If you look at a long enough timeline, getting older is now an exercise in getting younger. According to new research from the Max Planck Institute for Human Development, in Berlin, the people who turn 75 this year will, on the whole, be more intelligent, physically fit, and happier than the people who turned 75 roughly two decades ago.

In 1980, aging research took a hard turn with the introduction of a new hypothesis, dubbed the compression of morbidity. It departed from the commonly held idea that as medical science extended people’s lives, diseases would extend with them. People who once spent four years living with Alzheimer’s, for example, might now suffer twice as long. But that notion left no room for innovation that could delay the onset of disease or improve current treatments. The compression of morbidity did, and in 1998, a 20-year study confirmed the theory held true.

Aging Both Ways

Aging used to mean guaranteed disease. In 1900, for instance, infections made up more than half of all deaths, particularly as people’s immune systems waned as they got older. But today’s populations are ravaged by heart disease and cancer, not to mention diseases specific to longevity, such as Alzheimer’s and other dementia.

These aren’t exactly preventable — Alzheimer’s is one of medical science’s largest question marks. But they do leave us with more control. Denis Gerstorf, developmental psychologist at Humboldt University, argues today’s older adults believe less in things like luck and fate than people did 20 years ago. “Differences seem to exist in what psychologists call control beliefs — whether people think that they are the ones who determine the things that happen in their own lives,” Gerstorf told Medical Daily. With more control, many opt to take the reins on their health.

Those are the results of Gerstorf’s latest study into aging, which he carried out with colleagues from Max Planck. Looking at two stages of the Berlin Aging Study, the first carried out between 1990 and 1993 and the second between 2013 and 2014, the team made some large-scale assessments of how old-age vitality has changed, along with some speculations as to why.

Overall, despite growing obesity concerns and a stagnant international smoking rate, people seem to be aging more gracefully. Past the advances that have kept people in better physical shape, cognitive tests showed 75-year-olds today were an average of 19.6 years “younger” relative to 75-year-olds in the early 1990s. That is, people tested at 75 today performed as well as a 55-year-old would have two decades ago.

“This is, by any means,” Gerstorf said, “a huge effect.”

Issues On The Table

Perhaps more important to future research is understanding what’s driving these changes. Education plays a big part, Gerstorf says, as a more informed society is likely to be a more intelligent society. A much larger factor is the general improvement of public health, which causes domino effects in other aspects of daily life. Healthier people prefer to be more socially and physically engaged, which keeps them biologically younger. Unlike those who sit at home and let their brains atrophy, people who maintain exuberance in old age are given a kind of compounding reward for it: They use their health to do other healthy activities.

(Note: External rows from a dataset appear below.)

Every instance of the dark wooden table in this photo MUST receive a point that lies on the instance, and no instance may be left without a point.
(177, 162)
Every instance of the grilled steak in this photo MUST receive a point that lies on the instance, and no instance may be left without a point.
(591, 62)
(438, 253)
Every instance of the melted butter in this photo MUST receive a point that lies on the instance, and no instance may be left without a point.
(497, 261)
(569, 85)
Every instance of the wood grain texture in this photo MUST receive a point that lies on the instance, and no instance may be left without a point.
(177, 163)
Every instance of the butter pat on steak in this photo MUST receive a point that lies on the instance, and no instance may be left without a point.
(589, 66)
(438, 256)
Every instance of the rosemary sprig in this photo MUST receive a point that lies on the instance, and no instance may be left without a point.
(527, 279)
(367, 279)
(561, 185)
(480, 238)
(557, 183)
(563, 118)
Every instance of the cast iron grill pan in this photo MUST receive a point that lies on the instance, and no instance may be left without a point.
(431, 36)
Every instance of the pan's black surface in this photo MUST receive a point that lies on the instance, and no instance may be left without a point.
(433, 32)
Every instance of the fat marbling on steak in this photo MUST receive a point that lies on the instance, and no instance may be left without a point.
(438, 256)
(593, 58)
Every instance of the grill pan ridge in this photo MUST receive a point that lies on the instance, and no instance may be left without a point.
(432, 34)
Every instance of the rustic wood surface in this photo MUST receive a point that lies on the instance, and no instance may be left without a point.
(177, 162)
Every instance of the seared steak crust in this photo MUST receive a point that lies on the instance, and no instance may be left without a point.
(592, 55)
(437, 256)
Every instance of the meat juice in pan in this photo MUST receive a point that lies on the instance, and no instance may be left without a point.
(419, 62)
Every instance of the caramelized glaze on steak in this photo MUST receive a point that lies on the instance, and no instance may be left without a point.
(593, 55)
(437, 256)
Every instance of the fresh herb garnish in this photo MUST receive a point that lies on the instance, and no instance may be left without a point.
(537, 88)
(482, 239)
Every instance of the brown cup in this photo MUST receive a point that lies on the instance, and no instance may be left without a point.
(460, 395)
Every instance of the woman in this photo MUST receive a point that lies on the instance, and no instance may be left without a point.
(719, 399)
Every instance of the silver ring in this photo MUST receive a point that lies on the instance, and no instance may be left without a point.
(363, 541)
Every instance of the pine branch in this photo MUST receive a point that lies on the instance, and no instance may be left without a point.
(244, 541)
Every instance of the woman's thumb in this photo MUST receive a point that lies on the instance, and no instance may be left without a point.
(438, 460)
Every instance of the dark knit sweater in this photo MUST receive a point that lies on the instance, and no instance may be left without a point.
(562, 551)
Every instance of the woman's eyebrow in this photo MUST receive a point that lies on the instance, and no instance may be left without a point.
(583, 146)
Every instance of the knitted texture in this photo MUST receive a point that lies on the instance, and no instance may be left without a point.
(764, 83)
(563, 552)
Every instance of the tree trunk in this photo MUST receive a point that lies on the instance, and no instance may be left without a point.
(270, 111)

Unfortunately, not all factors are within people’s control. Some are structural. A study from the University of Wisconsin recently found that not only do low levels of income shorten a person’s life expectancy; income inequality does it, too. The same effect crops up in places where pollution is heavy, where stress is higher, and, indeed, where income is lower overall. Susan McDaniel, sociologist and demographer at the University of Lethbridge, says these larger forces are only starting to become untangled, and what’s still left for future research is how these factors “get under the skin” to leave lifelong effects.

“We don’t understand those mechanisms,” McDaniel said, “and that is something that is really on the table.”